This is the transverse, and therefore WAY more fun, version of fining yourself for slipping up. Reward yourself when you stick to your new, better habits. Treating yourself doesn’t necessarily mean spending $500 on a shopping spree when you go a week without biting your nails—let the reward match the action.
If you’ve successfully gone one month without eating sugar, your skin is probably looking clearer and younger than it was before; try out a new moisturizer or even go get a facial. You’re trying to work out five times a week? Take Saturday morning to yourself and luxuriate in the act of sleeping in. If you’re trying to make more healthy choices, buy that special ingredient that costs a little more but tastes incredible over veggies (our picks: celtic salt, coconut aminos, and garlic infused olive oil). Use these little rewards to keep you excited and motivated to change your habits for good.
Set a new habit instead
This is a great trick if you have a habitual routine at work or at home that you’re trying to change. Let’s say that you’re tying to break the cycle of coming home from work and immediately throwing yourself on the couch to watch TV—instead, you could commit yourself to the routine of coming home and starting to cook immediately after work. Even if you’re not hungry, do it anyway; you can always save your meal for later. Or maybe you schedule yourself for a workout with a friend right after work every day—really pick anything that will keep you from repeating the cycle of actions that you’re used to.

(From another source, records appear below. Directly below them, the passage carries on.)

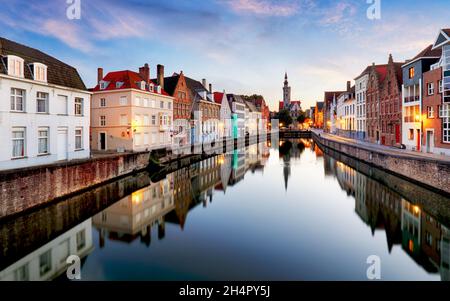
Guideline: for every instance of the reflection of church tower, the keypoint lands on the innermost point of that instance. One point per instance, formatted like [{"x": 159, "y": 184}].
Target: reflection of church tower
[{"x": 286, "y": 93}]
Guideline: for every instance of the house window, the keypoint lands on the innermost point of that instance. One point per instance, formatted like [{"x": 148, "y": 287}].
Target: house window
[
  {"x": 40, "y": 72},
  {"x": 18, "y": 142},
  {"x": 43, "y": 141},
  {"x": 62, "y": 104},
  {"x": 430, "y": 88},
  {"x": 446, "y": 123},
  {"x": 42, "y": 102},
  {"x": 45, "y": 262},
  {"x": 17, "y": 100},
  {"x": 102, "y": 120},
  {"x": 78, "y": 138},
  {"x": 123, "y": 119},
  {"x": 411, "y": 72},
  {"x": 137, "y": 139},
  {"x": 78, "y": 106},
  {"x": 22, "y": 273},
  {"x": 430, "y": 112},
  {"x": 15, "y": 66},
  {"x": 81, "y": 239},
  {"x": 411, "y": 134}
]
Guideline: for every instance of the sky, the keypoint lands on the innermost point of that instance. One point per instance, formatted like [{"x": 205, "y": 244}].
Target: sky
[{"x": 240, "y": 46}]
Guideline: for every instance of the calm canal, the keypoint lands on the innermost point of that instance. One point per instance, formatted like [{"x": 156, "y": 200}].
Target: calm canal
[{"x": 289, "y": 211}]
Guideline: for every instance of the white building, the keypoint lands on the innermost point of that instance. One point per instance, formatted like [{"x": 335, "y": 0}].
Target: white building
[
  {"x": 360, "y": 95},
  {"x": 49, "y": 261},
  {"x": 45, "y": 112}
]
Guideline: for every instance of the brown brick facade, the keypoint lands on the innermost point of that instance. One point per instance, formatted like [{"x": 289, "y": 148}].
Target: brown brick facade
[{"x": 182, "y": 100}]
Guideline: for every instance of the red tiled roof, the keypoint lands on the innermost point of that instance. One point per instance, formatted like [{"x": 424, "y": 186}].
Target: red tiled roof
[
  {"x": 218, "y": 97},
  {"x": 428, "y": 52},
  {"x": 130, "y": 80},
  {"x": 381, "y": 70}
]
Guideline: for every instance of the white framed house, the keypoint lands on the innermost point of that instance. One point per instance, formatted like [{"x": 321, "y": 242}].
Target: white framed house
[{"x": 46, "y": 117}]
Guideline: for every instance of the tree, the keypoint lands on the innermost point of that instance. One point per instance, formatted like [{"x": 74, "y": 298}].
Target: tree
[{"x": 284, "y": 116}]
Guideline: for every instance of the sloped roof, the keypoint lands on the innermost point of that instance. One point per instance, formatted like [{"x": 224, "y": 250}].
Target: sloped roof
[
  {"x": 170, "y": 83},
  {"x": 428, "y": 52},
  {"x": 130, "y": 80},
  {"x": 58, "y": 73},
  {"x": 366, "y": 71},
  {"x": 251, "y": 106},
  {"x": 218, "y": 97}
]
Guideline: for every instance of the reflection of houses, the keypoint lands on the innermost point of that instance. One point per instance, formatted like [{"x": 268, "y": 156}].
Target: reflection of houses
[
  {"x": 49, "y": 261},
  {"x": 135, "y": 214},
  {"x": 225, "y": 172},
  {"x": 207, "y": 176},
  {"x": 445, "y": 254},
  {"x": 237, "y": 166},
  {"x": 412, "y": 235}
]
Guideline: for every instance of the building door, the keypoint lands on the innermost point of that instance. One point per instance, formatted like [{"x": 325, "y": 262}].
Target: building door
[
  {"x": 418, "y": 140},
  {"x": 397, "y": 133},
  {"x": 430, "y": 141},
  {"x": 102, "y": 141},
  {"x": 62, "y": 144}
]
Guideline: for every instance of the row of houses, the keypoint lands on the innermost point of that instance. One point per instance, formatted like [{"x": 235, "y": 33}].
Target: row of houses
[
  {"x": 402, "y": 104},
  {"x": 47, "y": 114}
]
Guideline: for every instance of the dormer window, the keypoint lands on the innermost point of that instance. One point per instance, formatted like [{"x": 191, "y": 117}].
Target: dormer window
[
  {"x": 141, "y": 85},
  {"x": 39, "y": 72},
  {"x": 103, "y": 84},
  {"x": 15, "y": 65}
]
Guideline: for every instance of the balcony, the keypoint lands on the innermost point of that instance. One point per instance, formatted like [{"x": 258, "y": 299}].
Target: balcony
[{"x": 411, "y": 98}]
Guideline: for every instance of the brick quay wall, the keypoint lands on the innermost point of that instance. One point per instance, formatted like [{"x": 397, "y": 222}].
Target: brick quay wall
[
  {"x": 428, "y": 172},
  {"x": 27, "y": 188}
]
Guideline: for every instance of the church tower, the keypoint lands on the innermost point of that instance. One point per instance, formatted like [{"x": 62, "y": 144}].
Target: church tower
[{"x": 286, "y": 93}]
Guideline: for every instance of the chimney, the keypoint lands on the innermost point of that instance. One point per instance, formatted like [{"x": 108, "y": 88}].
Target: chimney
[
  {"x": 160, "y": 75},
  {"x": 99, "y": 75},
  {"x": 144, "y": 72}
]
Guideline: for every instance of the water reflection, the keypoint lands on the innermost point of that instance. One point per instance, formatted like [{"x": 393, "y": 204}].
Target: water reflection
[{"x": 132, "y": 211}]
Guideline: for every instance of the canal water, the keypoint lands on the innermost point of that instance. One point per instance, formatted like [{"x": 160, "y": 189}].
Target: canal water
[{"x": 271, "y": 211}]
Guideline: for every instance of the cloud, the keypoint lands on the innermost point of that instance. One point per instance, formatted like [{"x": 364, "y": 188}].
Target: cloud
[
  {"x": 264, "y": 7},
  {"x": 342, "y": 12},
  {"x": 66, "y": 32}
]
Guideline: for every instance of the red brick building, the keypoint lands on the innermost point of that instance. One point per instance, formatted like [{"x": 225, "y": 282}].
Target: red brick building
[
  {"x": 435, "y": 110},
  {"x": 384, "y": 104}
]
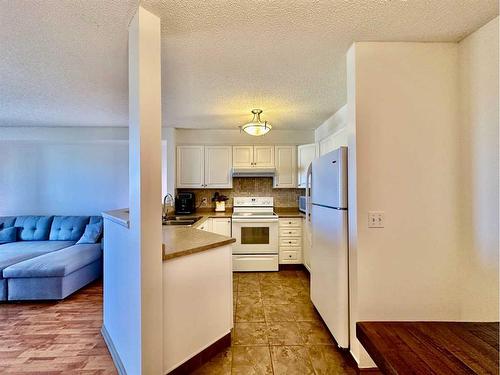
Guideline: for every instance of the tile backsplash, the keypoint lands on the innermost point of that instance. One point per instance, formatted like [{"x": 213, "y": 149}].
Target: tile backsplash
[{"x": 248, "y": 187}]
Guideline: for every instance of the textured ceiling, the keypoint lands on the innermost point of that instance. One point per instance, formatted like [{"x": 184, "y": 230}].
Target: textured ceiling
[{"x": 64, "y": 62}]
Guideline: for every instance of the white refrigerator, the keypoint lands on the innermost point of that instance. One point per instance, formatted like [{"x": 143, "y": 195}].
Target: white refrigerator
[{"x": 329, "y": 252}]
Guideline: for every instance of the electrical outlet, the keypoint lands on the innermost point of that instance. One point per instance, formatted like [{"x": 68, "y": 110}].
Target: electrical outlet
[{"x": 376, "y": 219}]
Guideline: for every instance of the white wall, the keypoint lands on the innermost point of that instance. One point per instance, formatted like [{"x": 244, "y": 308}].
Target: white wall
[
  {"x": 65, "y": 178},
  {"x": 234, "y": 137},
  {"x": 478, "y": 61},
  {"x": 70, "y": 170},
  {"x": 403, "y": 100},
  {"x": 333, "y": 132}
]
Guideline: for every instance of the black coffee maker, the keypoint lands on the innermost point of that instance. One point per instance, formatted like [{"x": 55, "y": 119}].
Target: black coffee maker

Eliminate excessive decision making
As a society, it’s easy for us to suffer from decision fatigue—think about how many decisions you’ve got to make on a daily basis when it comes to your job and your social life. It makes sense that we fall into routines and patterns that don’t necessarily reflect best health choices, because by the time you get home from a long day of work you pretty much just want to choose the path of least resistance.
Make it easier to choose to step out of your bad habits by eliminating the option of choice in some areas of your life; maybe clear our your closet and stick to more of a fashion uniform (which is super chic, these days), or try eating the same thing everyday for lunch, or even drive the same way to work everyday. They're small changes, but can make a world of difference if anxiety and decision fatigue are issues. You’ll feel less overwhelmed by choice, and you can possibly save your brain power to make those positive changes you desire.
Breaking your bad habits can seem like a daunting task at first, but it's not about completely overhauling everything in your life–it's more about creating smaller, easier changes that will have longer staying power.